Fish oil can help slash diabetes risk
Just as one study claims to find no benefits off fish oil, another one finds some very real benefits: Fish oil can boost the body's level of adiponectin.
Now, if you're like most people, you've probably never heard of this hormone -- but trust me, you don't just want it.
You need it.
This hormone helps control blood sugar, which is why other studies have found that people with higher levels of it have a lower risk of both diabetes and metabolic syndrome.
And that's not all it can do.
Adiponectin from the benefits of fish oil. It can also help control inflammation, which may be why higher levels of adiponectin have also been linked to a lower risk of heart disease and other serious heart problems.
It's also a pretty handy fat-burner, and can reduce your risk of obesity.

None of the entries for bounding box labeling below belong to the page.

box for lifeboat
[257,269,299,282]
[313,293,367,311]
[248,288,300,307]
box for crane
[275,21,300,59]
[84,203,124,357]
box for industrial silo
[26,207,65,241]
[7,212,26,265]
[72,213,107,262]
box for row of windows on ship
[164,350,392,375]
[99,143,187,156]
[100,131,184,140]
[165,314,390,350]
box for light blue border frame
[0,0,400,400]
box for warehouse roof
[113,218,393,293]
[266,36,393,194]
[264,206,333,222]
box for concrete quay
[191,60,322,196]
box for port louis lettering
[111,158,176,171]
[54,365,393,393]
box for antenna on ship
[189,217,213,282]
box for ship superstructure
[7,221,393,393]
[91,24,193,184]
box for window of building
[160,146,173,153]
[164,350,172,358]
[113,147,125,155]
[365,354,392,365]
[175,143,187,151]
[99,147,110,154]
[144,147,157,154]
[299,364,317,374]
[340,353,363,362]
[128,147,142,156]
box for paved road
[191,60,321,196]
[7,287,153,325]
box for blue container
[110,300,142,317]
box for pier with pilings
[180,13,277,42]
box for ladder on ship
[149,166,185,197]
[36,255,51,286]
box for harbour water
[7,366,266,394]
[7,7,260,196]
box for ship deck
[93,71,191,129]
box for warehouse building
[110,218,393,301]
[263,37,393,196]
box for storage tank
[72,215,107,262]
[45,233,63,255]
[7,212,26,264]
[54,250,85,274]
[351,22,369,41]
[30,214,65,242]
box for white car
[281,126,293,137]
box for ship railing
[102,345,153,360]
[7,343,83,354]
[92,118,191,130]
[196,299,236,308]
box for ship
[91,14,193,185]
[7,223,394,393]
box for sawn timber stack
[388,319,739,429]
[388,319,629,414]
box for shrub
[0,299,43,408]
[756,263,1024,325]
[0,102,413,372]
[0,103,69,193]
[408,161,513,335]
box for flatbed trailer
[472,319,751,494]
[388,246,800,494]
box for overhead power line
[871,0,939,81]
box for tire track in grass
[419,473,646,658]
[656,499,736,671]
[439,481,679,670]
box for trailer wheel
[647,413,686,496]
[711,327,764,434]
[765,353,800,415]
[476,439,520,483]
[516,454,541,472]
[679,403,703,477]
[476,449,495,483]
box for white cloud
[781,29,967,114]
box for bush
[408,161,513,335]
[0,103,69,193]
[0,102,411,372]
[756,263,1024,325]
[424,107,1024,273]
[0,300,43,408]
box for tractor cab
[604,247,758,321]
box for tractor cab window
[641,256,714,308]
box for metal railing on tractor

And if all that's not enough, this hormone can also slash your risk of both atherosclerosis and non-alcoholic fatty liver disease.
It's pretty important stuff -- and so far, science hasn't identified too many ways to boost your levels of it other than with the benefits of fish oil. We know from animal studies that higher omega-3 intake seems to stimulate adiponectin production, but the new research is one of the first human studies I've seen to make that connection.
In this one, a Harvard University team looked at data from 14 gold-standard clinical trials and found that higher omega-3 intake can boost your adiponectin levels by an average of 0.37 micrograms per milliliter of blood.
I realize that number might not mean much to most people, but it's a respectable (if modest) boost -- and the researchers say some people may see even bigger gains via increased omega-3 intake.
Call that yet another good reason to boost your own omega-3 levels and get more benefits of fish oil. You can do so by simply eating more fatty fish, but the best way to make sure you get what you really need each day is with a supplement.
Be sure to stick with a quality supplement from a maker you trust -- one that's been purified to remove contaminants such as mercury.